Zest Lit Issue 2, October 2013 | Page 94

The cemetery is empty of other humans, except for the non-living ones. A small piece of ice melts on Joe’s tongue. It’s been eighteen months since his wife’s death. At the brief memorial service (a religious ceremony would have repulsed her) people lied to him when they said time heals all wounds. They lied to him with clichés spilling from their tongues.

The headstone, marbled pink, was carved from an Italian alp, the Cadillac of granite, Joe was told. He takes another drink and looks away, not wanting to see the beginning and ending dates of his wife’s life; they are already etched onto the surface of his eyes.

The sky, surrounding Joe, begins to shift in color. The wind chills, as if the dead are breathing. Soon, like a warm bath, the vodka soothes his body.

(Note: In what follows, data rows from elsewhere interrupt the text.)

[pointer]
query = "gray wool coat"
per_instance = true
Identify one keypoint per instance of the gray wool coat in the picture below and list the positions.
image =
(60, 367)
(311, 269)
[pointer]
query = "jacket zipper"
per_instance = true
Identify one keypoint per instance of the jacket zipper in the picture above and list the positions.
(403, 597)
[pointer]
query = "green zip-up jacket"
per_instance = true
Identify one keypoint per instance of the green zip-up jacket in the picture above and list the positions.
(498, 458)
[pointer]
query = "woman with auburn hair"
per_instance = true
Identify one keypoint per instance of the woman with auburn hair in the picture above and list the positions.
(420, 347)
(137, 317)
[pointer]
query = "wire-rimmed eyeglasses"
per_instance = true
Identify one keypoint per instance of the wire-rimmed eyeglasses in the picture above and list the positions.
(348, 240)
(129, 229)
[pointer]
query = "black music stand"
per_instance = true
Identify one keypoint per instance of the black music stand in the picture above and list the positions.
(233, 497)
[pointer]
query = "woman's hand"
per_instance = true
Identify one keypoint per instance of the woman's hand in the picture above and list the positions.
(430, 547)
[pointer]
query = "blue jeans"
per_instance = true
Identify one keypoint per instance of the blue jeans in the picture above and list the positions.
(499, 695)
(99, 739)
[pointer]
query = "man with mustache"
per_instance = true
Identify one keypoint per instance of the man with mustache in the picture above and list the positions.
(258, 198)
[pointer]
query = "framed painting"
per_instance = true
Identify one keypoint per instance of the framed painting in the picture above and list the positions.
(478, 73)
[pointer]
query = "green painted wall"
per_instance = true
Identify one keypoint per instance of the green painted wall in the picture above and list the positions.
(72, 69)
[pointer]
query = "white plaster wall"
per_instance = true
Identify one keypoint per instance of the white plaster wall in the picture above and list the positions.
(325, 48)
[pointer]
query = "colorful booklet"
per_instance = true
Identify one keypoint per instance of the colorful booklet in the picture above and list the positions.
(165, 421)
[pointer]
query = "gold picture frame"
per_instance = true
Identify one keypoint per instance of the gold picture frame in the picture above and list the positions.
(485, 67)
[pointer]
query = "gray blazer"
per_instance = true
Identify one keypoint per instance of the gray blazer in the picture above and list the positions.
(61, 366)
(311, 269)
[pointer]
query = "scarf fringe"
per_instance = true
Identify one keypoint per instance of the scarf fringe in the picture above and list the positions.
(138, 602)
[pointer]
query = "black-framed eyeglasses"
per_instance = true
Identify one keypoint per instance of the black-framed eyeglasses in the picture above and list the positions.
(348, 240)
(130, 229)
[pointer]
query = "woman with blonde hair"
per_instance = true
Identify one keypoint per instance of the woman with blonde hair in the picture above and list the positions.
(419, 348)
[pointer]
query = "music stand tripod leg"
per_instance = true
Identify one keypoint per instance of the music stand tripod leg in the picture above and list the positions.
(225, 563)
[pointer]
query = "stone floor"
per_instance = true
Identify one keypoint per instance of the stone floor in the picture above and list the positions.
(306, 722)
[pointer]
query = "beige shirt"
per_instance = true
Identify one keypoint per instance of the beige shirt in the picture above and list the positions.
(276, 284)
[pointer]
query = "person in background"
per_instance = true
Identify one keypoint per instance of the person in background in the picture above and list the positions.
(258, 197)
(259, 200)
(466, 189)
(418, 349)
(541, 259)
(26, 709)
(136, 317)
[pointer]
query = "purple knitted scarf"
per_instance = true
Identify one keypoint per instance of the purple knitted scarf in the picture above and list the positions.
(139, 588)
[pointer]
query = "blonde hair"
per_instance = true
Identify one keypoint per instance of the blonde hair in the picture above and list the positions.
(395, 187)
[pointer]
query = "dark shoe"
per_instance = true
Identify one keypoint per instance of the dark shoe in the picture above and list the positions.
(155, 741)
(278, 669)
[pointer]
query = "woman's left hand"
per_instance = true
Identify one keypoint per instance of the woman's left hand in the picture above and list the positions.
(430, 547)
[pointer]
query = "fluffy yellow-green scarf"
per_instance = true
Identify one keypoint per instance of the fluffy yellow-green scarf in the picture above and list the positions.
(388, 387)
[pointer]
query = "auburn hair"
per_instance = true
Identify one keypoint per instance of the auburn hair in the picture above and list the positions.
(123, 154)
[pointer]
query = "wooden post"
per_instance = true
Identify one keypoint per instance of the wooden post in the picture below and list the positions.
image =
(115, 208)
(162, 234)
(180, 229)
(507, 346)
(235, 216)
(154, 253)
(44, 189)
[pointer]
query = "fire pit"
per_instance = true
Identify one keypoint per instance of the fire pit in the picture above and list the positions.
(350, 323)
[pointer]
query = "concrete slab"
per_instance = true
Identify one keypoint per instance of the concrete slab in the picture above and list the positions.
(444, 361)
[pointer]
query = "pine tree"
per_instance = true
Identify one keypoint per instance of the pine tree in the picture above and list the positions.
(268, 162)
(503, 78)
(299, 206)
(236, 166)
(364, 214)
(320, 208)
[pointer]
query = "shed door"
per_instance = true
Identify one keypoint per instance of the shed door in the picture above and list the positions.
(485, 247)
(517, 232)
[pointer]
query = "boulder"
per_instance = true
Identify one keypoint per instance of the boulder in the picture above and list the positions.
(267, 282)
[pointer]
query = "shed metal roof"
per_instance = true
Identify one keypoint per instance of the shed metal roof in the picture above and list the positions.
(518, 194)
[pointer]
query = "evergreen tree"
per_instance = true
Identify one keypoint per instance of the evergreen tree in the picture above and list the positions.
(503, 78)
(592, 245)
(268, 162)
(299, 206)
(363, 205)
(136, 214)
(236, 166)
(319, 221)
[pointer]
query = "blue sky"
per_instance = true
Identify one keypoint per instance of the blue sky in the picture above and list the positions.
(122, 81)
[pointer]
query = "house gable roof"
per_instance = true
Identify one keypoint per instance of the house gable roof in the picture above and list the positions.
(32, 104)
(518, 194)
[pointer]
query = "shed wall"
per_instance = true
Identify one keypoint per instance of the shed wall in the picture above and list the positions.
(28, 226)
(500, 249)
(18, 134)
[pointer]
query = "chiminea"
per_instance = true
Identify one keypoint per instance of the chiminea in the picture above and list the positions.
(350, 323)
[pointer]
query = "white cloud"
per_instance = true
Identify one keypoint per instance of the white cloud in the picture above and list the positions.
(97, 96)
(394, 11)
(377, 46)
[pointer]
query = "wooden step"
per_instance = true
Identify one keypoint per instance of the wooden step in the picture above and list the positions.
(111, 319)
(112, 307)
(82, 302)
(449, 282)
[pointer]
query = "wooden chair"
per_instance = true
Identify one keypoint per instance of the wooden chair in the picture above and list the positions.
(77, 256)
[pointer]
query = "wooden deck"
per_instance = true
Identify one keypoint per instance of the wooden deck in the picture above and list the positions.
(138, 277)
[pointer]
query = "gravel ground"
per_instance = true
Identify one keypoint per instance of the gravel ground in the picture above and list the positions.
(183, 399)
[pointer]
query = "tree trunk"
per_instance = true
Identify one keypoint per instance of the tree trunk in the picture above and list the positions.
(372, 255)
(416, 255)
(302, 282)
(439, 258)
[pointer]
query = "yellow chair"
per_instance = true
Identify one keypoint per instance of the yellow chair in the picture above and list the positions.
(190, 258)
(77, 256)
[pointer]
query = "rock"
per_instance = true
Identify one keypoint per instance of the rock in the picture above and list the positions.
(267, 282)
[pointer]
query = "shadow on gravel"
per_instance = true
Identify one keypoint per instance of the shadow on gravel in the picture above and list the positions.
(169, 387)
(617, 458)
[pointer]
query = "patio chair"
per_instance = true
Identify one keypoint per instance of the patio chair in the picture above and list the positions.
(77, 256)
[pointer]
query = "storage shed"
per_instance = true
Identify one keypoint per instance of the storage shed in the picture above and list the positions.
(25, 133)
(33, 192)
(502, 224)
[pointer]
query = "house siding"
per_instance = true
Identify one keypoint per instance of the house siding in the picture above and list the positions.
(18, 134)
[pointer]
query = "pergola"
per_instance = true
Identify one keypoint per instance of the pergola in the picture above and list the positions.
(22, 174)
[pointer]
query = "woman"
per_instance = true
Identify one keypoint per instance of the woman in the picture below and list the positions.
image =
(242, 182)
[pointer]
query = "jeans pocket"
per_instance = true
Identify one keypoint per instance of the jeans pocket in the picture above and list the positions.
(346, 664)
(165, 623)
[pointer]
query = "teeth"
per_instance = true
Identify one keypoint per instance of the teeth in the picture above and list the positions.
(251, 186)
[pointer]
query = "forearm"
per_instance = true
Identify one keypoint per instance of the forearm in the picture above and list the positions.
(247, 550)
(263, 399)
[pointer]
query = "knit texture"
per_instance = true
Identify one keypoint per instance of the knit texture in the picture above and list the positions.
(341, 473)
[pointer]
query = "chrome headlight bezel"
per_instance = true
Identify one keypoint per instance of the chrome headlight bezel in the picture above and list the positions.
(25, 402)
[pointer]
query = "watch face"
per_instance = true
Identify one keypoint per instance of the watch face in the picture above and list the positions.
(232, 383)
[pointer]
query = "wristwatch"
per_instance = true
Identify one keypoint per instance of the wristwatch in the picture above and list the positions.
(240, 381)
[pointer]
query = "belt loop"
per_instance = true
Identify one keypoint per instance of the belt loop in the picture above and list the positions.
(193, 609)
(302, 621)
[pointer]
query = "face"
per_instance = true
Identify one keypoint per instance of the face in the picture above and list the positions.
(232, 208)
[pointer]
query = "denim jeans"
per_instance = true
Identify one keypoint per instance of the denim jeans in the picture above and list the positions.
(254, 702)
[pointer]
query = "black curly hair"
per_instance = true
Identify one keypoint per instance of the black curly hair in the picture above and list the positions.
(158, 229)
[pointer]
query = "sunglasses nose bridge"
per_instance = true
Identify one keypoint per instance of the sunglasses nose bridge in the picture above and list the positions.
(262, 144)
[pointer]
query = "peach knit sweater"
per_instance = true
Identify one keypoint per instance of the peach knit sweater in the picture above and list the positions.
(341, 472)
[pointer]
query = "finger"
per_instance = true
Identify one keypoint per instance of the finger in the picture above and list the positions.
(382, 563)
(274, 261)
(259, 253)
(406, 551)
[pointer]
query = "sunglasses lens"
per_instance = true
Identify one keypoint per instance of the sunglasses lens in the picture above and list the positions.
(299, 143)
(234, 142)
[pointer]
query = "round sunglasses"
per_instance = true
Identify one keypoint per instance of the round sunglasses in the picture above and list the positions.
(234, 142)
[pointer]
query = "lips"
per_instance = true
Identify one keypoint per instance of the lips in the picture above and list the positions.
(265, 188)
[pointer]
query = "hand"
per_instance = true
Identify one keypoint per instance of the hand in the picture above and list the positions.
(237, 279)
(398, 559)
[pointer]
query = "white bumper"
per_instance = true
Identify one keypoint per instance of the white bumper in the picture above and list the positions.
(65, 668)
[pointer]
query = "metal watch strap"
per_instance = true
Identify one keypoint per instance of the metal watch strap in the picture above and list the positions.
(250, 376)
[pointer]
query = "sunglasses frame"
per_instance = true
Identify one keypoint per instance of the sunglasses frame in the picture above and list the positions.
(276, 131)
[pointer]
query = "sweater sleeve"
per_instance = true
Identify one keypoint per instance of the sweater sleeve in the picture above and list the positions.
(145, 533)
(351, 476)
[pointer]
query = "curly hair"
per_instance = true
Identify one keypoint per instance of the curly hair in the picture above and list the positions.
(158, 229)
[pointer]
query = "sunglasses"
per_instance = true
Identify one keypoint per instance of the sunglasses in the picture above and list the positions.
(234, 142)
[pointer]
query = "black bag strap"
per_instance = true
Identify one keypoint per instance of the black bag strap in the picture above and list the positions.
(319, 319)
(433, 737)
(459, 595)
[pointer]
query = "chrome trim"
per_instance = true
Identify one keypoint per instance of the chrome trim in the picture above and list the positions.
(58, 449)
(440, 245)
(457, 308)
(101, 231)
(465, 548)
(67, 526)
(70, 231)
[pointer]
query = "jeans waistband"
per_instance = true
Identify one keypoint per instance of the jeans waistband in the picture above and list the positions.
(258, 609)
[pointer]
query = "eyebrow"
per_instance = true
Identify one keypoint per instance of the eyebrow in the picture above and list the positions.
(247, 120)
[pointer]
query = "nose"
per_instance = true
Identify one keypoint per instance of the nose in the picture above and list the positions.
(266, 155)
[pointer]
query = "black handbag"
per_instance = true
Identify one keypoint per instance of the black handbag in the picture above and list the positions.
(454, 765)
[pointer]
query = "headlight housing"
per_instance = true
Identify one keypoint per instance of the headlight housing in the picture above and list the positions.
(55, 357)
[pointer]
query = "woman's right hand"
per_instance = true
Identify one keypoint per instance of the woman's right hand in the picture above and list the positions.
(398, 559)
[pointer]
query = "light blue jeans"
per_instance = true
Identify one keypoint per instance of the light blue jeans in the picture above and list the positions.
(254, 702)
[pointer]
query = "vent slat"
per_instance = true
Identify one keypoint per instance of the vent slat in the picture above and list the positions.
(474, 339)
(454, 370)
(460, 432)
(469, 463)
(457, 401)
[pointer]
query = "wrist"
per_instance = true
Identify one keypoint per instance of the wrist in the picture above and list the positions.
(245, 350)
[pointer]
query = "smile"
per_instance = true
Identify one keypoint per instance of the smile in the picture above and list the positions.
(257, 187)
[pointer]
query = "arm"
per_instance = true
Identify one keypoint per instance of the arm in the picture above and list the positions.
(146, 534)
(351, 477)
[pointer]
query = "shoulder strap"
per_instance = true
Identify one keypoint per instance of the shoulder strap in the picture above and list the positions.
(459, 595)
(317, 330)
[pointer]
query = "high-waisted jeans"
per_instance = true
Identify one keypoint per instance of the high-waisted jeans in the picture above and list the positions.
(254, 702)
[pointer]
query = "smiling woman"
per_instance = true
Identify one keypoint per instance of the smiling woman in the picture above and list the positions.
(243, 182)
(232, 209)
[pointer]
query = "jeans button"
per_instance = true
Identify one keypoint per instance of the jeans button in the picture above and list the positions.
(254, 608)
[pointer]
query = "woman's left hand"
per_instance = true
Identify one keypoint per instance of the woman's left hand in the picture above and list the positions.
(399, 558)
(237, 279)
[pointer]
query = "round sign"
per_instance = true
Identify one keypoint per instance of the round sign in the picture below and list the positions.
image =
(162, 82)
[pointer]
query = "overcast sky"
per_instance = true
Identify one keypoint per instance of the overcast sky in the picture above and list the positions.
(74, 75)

His wife had never wanted them to socialize. Even at holidays, she made them keep to themselves. Joe baked a ham on Easter, a turkey on Thanksgiving, a prime rib on Christmas Eve, just for the two of them. But after the prime rib, when she had gone to bed because of her bloat, Joe left the house and took his mother to midnight mass at Our Lady of Sorrows Church.

Headlights stream on the road outside of the cemetery. Joe swallows the last of his drink and squats to the ground, his hand feeling the grass that grows above his wife. Against the blades, his fingertips push and dig into the soil to feel the earth.